With the crisis out of the way for now, investors turned their focus back to the Fed's plans for raising interest rates, pushing the dollar up against the yen and the euro.
"As long as this deal holds, a potential roadblock to Fed policy normalisation has been removed with the liftoff from later this year still on track," Mark Smith, a senior economist in Auckland at ANZ Bank New Zealand, wrote in a client note, according to Bloomberg News.
With fed chief Janet Yellen previously saying she expects a rise by the end of this year and a US recovery picking up, dealers are piling back into the dollar. The unit rose to 123.54 yen in Tokyo Tuesday from 123.45 yen in New York.
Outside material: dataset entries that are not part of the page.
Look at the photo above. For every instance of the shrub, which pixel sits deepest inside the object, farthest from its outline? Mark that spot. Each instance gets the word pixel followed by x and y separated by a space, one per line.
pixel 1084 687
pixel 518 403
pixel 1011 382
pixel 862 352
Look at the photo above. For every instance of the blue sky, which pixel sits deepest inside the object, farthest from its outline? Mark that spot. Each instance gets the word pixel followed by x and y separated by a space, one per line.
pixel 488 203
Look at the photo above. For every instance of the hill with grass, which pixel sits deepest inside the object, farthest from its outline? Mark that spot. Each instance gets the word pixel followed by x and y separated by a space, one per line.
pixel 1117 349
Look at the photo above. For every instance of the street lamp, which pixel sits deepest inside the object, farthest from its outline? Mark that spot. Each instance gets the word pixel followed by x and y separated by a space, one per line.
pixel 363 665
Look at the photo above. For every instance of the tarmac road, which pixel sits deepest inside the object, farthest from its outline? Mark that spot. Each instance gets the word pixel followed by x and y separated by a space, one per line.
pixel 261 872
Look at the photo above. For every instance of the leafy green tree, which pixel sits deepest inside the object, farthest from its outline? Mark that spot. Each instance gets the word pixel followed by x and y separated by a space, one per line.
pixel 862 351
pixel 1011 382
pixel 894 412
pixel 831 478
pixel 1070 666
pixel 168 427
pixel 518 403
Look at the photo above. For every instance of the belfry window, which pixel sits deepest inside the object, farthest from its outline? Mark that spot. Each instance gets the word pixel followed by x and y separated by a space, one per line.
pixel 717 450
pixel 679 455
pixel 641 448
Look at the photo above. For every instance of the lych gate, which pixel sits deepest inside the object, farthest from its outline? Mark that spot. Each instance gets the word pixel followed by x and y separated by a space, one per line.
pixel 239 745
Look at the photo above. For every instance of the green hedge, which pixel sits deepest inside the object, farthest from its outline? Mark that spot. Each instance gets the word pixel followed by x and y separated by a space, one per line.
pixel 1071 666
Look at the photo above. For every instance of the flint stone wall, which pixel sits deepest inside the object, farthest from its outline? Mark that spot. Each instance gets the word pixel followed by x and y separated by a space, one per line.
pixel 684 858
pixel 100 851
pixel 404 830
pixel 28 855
The euro also eased to $1.0986 from $1.1004.
The single European currency was, however, up at 135.90 yen against 135.84 yen in US trade.
- Resumed trade in China -
Markets will be watching a slew of US data this week for a better handle on what the Fed will do, including on industrial output, housing starts, inflation and consumer sentiment.
In China, hundreds of firms were expected to resume trading again Tuesday, adding to the more than 400 that returned Monday, after they were suspended over the past few weeks to prevent a market meltdown.
Authorities intervened after the Shanghai index plunged 30 percent in three weeks, wiping trillions of dollars from market capitalisations, spreading contagion in regional markets and raising fears over the potential impact to the real economy.
Market watchers are awaiting the release of growth data Wednesday to see if the world's number two economy has picked up after suffering a continuous slowdown for more than a year.
On oil markets, US benchmark West Texas Intermediate for delivery in August fell 58 cents to $51.62 and Brent crude for August eased 47 cents to $57.38 a barrel in morning Asian trade.
Gold fetched $1,156.05 compared with $1,156.64 late Monday.